The ship had spent 12 years tethered in the Navy’s “Mothball Fleet” in Virginia’s James River.
The sinking in 2002 was somewhat of a fiasco. First, the ship sinks before it is planned to. In June 2002, only a few hours from the scheduled scuttling, the hull began taking on water, the ship turned upside down, and started to sink prematurely hours before volunteers were going to scuttle it. The volunteers fled the ship for safety. Equipment worth thousands of dollars were dumped to the ocean floor.
Professional ship salvers were called in to finish sinking the ship, which by then was floating upside down with part of its hull exposed.
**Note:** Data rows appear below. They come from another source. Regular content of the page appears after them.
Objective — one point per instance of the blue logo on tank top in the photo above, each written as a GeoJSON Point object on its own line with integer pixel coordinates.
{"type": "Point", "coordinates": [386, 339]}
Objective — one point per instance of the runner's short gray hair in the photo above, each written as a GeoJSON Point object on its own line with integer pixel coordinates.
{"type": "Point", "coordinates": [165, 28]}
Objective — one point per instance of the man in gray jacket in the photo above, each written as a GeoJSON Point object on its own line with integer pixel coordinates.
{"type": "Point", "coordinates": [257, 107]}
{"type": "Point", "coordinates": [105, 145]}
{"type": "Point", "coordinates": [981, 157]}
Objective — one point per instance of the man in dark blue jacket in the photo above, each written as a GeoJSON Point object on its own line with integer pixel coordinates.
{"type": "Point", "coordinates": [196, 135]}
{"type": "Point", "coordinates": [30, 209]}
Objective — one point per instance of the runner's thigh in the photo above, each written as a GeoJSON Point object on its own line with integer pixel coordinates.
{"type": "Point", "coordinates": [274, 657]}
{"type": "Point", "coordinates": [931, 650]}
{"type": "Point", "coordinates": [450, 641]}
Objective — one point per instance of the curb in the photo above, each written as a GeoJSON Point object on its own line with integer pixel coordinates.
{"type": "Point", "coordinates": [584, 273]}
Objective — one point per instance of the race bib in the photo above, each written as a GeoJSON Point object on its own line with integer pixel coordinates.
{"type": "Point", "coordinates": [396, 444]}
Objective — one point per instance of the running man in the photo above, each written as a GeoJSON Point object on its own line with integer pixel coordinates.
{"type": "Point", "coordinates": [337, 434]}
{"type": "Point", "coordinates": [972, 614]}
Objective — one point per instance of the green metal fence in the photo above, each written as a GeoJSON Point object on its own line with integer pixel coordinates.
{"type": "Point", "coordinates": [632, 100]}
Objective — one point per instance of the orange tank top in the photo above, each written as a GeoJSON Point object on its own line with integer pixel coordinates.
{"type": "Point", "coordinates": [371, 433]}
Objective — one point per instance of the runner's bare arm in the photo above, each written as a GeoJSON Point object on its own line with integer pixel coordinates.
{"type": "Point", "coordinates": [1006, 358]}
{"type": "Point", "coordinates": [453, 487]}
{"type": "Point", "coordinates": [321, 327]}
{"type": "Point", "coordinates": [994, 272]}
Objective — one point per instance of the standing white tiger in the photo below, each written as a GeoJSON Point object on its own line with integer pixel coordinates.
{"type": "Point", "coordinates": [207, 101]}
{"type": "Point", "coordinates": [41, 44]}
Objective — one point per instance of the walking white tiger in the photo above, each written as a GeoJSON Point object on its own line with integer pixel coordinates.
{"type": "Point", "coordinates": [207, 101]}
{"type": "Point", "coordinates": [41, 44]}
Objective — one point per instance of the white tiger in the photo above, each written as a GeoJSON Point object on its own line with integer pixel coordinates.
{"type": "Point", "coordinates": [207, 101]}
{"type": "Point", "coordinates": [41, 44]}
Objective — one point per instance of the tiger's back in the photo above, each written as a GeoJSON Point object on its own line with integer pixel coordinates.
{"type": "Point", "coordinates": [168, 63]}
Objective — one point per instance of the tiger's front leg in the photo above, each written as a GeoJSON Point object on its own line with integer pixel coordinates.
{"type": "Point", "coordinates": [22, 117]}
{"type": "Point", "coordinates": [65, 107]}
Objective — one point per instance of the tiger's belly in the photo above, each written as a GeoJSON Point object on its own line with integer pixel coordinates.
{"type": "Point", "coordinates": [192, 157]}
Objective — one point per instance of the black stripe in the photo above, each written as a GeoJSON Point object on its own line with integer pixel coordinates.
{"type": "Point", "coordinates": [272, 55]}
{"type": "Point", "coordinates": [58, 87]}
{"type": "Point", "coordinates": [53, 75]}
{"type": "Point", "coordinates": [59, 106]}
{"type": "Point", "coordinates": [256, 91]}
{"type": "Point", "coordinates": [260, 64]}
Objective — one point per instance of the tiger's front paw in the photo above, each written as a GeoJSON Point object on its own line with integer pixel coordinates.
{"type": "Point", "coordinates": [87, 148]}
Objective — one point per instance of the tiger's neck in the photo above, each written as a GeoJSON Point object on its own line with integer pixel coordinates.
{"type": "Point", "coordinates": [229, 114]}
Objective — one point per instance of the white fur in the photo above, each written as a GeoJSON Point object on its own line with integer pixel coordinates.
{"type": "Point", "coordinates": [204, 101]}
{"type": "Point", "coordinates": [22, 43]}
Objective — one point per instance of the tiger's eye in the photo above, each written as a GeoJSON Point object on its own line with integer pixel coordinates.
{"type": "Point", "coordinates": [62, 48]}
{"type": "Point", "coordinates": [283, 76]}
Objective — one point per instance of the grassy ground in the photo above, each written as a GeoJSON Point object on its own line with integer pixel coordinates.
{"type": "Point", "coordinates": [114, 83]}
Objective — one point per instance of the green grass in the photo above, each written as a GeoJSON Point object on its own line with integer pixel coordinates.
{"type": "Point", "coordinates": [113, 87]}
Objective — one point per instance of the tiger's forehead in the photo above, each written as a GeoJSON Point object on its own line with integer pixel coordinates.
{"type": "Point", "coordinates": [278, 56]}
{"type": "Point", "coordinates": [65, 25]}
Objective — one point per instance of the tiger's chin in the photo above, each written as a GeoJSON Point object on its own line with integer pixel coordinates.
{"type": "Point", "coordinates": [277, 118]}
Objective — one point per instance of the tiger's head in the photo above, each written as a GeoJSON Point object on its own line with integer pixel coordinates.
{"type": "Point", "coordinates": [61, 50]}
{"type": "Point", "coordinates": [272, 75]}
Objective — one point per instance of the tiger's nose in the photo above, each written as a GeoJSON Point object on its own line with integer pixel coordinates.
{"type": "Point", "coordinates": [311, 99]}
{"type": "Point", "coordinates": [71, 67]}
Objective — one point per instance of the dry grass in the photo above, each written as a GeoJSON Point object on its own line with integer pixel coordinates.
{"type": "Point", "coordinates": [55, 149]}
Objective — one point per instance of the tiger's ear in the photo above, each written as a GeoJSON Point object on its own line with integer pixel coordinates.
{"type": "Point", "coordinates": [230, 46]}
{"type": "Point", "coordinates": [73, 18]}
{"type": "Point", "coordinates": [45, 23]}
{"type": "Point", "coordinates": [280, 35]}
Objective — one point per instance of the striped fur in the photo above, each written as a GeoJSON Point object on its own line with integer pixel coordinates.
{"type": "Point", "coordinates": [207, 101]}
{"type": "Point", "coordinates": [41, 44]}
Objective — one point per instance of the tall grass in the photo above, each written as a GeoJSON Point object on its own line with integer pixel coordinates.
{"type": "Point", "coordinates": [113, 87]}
Ultimately, the 6,880-ton Spiegel ended up resting on its side at the sandy ocean bottom.
Fortunately, Hurricane Dennis (“Dennis the Menace”) uprights the ship in the summer of 2005. Today, it rests at a sandy bottom130 feet below, and because of its 90 feet of height, rises to within 50 feet of the ocean surface. The ship is about six miles off of Key Largo.
At the time of its sinking, the Spiegel Grove was the largest ship ever intentionally sunk to create a new reef for divers. The Duane and the Bibb, two decommissioned U.S. Coast Guard cutters, rest nearby off Molasses Reef in slightly deeper water. However, those wrecks are only accessible to experienced divers.
We anchor at the wreck and the captain regretfully informs us that there is a very strong current today. My wife opts to sit out the dive. I find a new dive buddy and we descend, hand over hand, along the rope tied to the wreck below. With the unnervingly stiff current, I am careful not to lose my grip on the safety rope. Who knows where I would end up (Cuba?) if the current ripped me from the guideline. Behind us, the trip leader is training an Advanced Certification class, but soon after he gets in the water, his mask is blown off by the raging current and he quickly calls off the dive.
Fortunately, I have already descended to the ship.
We reach the MASSIVE Speigel wreck at about 65 feet. Before us is a ship too large to see its full length, even from a distance. It is, after all, 510 feet in length, which is almost two football fields long (and 85 feet wide). The ship is so large that we are only able to inspect a tiny fraction of the ship during our dive, even though we are diving nitrox. A number of doorways and hatches enable reasonably safe ship pass-throughs, and we swim through a few of these.
I feel like a tiny mosquito dwarfed by a large elephant I have landed on.
Near the end of the dive, my buddy points to a name on a metal plaque (see photo below) placed on the side of the ship. It is his name, as he was involved in the sinking in 2002.
Our final dive is at the Christmas Tree site on French Reef. Here, one finds healthy reefs, colorful marine life, and excellent swim-throughs. One of these finds me passing through a 25-foot long slot filled with a school of silver fish. Overall, a very enjoyable dive site.